I was just referred to the Fire & Knives cooking and food site with the “recommendation” that “Here’s a nice little food site that is snobbier than youse guys…” I decided it was a keeper when I laughed out loud at this description of wonder bread in a new shape:
Cunning bakers have responded, not with an authentic baguette but with a preservative-laden, turd-shaped travesty called — with callous humour — a French Stick. It’s exactly the same rubbish they extrude into white loaves but delivered in a staggeringly inconvenient shape. Trying to eat a sandwich made with one is like trying to fellate a torpedo.
But where he really got me was with his description of real fast food, as in, food prepared by a short order cook. In Boston last year I sat at the counter in Charlie’s Sandwich Shop, and watched one man prepare maybe 35 dishes while I waited for and then ate my breakfast. The cook, who reminded me of Robert Forster, was an absolute machine, keeping as many as 8-10 dishes on the stove and griddle at once, keeping everything going in parallel, but staggered so as to bring each table up together, without making other dishes wait and get cold.
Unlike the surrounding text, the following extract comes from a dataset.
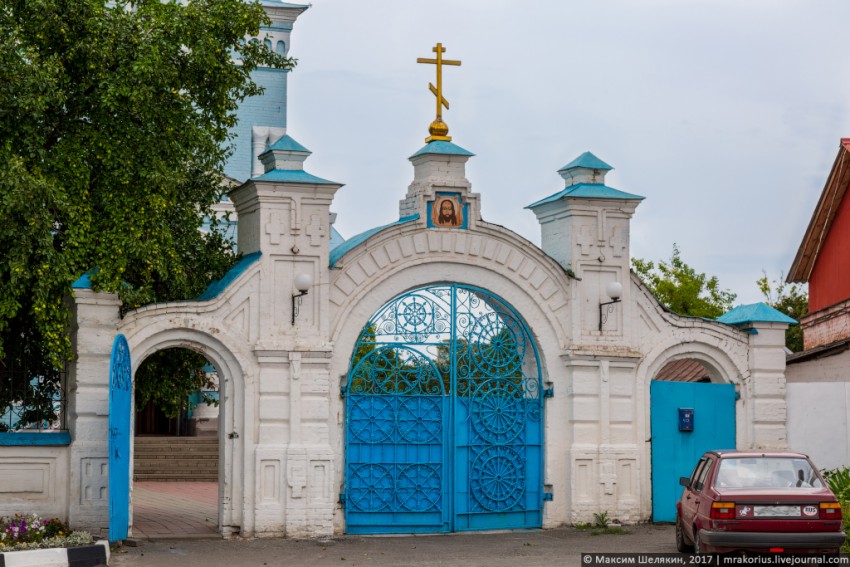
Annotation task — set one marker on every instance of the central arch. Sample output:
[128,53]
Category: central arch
[444,425]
Most impressively, he never seemed hurried, let alone overwhelmed. Indeed, when a second guy showed up to help plate finished dishes, it seemed like the two of them were less efficient than the cook had been by himself. It was amazing. Although I’ve eaten at the kitchen table at Charlie Trotter’s, where I’ve seen fine food at its finest, that morning in Charlie’s Sandwich Shop was the virtuoso cooking performance I’ve seen in my life.